I am wondering if anyone has had shoulder surgery that had previously had a full clearance of lymph nodes on the same side. I had a lumpectomy and full clearance of lymph nodes February 2012 followed by chemo, radiotherapy and Herceptin. I am now on tamoxifen. I had a great recovery with full movement of my right side. I returned to work April 2014. I was put into an administrative role as my previous job was considered too high risk. Within weeks I was in agony with pain in my hand, my arm and my shoulder. I did physiotherapy for months, ended up on pain medication that I could hardly function mentally on. (I have three small kids so being spaced out was not always a solution). Driving caused a lot of pain to the point that by evening I would have to prop my arm up on a pillow to just get comfortable. Physiotherapy and acupuncture helped to keep some movement going and relieve some tightness. Eventually an MRI showed Shoulder Impingement Syndrome. A Spur has developed which is impinging on the tendon that is inflamed, probably from radiotherapy. Being right handed I am quite limited in what I can do now. I have not been able to return to work as they have no alternative for me right now. I have been offered a great job that is nearby but was not certified as medically fit so had to turn it down. I got another phonecall this week offering me another job but I know it will be the same story again.

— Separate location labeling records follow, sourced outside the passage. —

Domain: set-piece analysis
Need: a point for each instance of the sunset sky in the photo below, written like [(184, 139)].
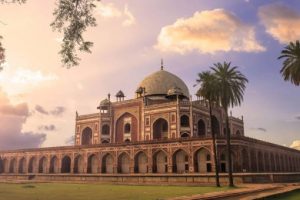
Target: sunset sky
[(39, 97)]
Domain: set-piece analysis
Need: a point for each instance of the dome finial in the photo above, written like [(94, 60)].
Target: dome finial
[(161, 64)]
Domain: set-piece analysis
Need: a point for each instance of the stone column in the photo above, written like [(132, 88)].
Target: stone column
[(85, 162), (72, 163), (100, 156), (170, 163), (191, 162), (150, 161), (59, 163)]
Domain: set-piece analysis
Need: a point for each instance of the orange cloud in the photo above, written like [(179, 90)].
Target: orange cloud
[(109, 10), (208, 32), (296, 144), (281, 22)]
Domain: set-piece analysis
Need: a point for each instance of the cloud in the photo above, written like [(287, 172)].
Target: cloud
[(109, 10), (70, 141), (41, 110), (19, 109), (208, 31), (50, 127), (26, 76), (12, 119), (281, 22), (259, 129), (130, 18), (296, 144), (57, 111)]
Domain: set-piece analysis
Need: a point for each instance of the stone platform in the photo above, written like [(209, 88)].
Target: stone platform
[(150, 179)]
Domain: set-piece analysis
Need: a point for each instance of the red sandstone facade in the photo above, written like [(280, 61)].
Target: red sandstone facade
[(161, 131)]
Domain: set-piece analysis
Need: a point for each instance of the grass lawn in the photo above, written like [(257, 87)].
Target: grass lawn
[(61, 191), (294, 195)]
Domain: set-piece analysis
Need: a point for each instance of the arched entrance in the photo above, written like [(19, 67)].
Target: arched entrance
[(253, 161), (185, 135), (107, 164), (86, 136), (260, 162), (32, 168), (140, 163), (201, 128), (92, 164), (1, 166), (79, 164), (267, 162), (54, 168), (160, 129), (160, 162), (272, 161), (245, 161), (215, 125), (43, 165), (66, 165), (126, 128), (202, 161), (22, 166), (180, 162), (13, 165), (223, 163), (184, 121), (124, 163), (105, 129)]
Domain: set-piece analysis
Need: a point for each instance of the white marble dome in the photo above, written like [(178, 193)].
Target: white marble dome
[(160, 82)]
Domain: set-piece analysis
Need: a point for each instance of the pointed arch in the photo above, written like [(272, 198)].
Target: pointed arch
[(160, 162), (93, 164), (107, 164), (79, 164), (160, 129), (124, 163), (202, 160), (126, 128), (1, 166), (180, 160), (184, 121), (141, 162), (66, 164), (201, 128), (267, 162), (215, 125), (43, 165), (32, 167), (54, 166), (105, 129), (260, 161), (13, 165), (22, 166), (245, 160), (87, 136)]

I am on unpaid sick leave now since November last and need to get back to earning an income. I have had steroid injections twice in the last four months to relieve pain with little benefit so the next stage would be surgery to remove the spur and relieve the impingement. The problem is that I have no lymph nodes on that side. I am terrified of going ahead with the surgery for fear of triggering lymphedema. I would love to hear from anyone in a similar situation please.

I recently had my 1 year mammogram (following breast cancer diagnosis and treatment since aug 2014. I had been back to the breast clinic in the meantime with cysts and lumps in both breasts - which I was told the results were normal. When I was diagnosed initially I was told the mammogram was clear even though the tumour was disgnosed as invasive tubular cancer, and then later again after more mammograms DCIS was found and I had a re-excision. I was told I was just unlucky to be in the 10% who don't show up on mammogram. Now I got the results from my latest mammogram of the treated breast (which continues to pain a lot, is swollen and lumpy) and it said 'recent radiology investigations were found to be within normal limits'. Does anybody know if that means 'ALL CLEAR' or something did show up but it was within 'limits'??? I know the tamoxifen makes me over anxious,( and the night sweats, leg cramps and sleeplessness continue!), but I constantly worry about the cancer coming back and not showing up on a mammogram. Any clarification or suggestions would be really appreciated.

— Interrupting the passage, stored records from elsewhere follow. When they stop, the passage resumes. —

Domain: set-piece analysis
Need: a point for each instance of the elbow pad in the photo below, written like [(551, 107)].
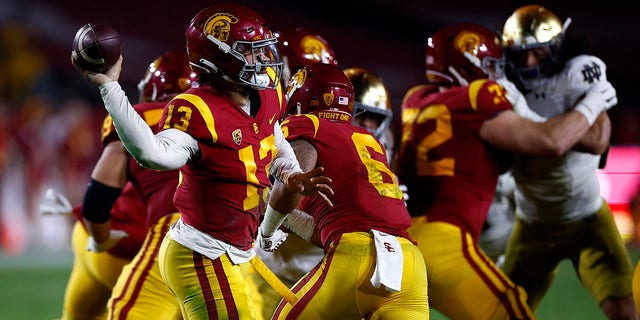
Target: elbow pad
[(98, 200)]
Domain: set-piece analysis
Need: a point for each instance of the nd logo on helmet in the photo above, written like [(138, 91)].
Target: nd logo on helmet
[(219, 25)]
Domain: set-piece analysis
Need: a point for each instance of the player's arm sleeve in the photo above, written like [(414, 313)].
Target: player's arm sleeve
[(285, 162), (168, 150)]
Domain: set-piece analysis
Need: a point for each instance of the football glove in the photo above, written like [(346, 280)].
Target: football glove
[(54, 203), (271, 243)]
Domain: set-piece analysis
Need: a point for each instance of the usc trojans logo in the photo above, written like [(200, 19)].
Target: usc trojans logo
[(467, 41), (296, 82), (314, 50), (219, 25), (237, 136), (328, 98)]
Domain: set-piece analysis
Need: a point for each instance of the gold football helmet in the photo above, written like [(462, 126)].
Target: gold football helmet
[(532, 27), (372, 99)]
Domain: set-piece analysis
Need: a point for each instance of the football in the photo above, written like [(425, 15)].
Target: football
[(96, 47)]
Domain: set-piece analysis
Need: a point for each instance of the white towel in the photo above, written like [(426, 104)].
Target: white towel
[(389, 262)]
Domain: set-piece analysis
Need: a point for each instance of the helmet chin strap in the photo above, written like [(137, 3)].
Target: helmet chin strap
[(461, 80)]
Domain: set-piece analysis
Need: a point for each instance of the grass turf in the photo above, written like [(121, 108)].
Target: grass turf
[(32, 287)]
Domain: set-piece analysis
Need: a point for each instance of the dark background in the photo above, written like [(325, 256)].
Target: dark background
[(386, 37)]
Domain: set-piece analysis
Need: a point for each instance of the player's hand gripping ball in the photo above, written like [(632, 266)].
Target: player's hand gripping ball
[(96, 47)]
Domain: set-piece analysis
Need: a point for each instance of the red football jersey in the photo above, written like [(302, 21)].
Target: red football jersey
[(222, 193), (156, 187), (450, 171), (367, 195)]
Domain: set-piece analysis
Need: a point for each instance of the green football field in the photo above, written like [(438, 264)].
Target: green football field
[(32, 288)]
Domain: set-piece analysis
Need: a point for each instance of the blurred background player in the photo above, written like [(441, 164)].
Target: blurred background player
[(372, 106), (143, 208), (560, 212), (94, 274), (298, 47), (224, 135), (371, 269), (453, 130)]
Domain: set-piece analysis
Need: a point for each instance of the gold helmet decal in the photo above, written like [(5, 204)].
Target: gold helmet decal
[(530, 25), (219, 25), (328, 98), (314, 50), (296, 82)]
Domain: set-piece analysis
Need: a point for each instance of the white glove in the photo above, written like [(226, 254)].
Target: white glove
[(114, 237), (270, 244), (301, 223), (600, 97), (54, 203)]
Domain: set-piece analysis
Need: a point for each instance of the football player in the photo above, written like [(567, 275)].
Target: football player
[(225, 138), (372, 106), (371, 269), (115, 223), (454, 131), (560, 212)]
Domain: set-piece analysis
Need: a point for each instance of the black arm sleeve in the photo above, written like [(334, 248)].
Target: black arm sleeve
[(98, 200)]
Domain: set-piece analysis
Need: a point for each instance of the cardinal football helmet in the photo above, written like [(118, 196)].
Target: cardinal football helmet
[(460, 53), (166, 77), (532, 27), (233, 41), (372, 99), (321, 89), (299, 47)]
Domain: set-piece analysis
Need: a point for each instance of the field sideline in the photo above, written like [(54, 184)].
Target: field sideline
[(32, 288)]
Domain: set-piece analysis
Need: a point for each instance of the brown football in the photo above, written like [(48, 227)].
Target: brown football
[(96, 47)]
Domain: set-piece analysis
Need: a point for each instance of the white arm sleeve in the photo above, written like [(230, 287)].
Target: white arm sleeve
[(285, 162), (168, 150)]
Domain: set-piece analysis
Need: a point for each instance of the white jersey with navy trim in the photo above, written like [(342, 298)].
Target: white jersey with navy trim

Any suggestions for what people used for bras during rads? It's uncomfortable underneath but I can't go without. I have one t shirt with built in support which is good . No idea where I'd get another. Got this in UK .

A few weeks ago I had brachytherapy and I hope my cancer has been nipped in the bud. It was diagnosed very early (6 on the Gleason scale). The side effects are kicking in and am peeing nearly every hour during the day but in fairness i am only getting up once or twice at night.. Could this be down to all the water I am drinking . I am also drinking 5or 6 cups of decaffe tea and a couple of de caffe coffees.. Does the decaffe stuff irritate the bladder the same as regular tea/coffee. Would a couple of pints of Guiness in a week or two on the odd evening be bad news?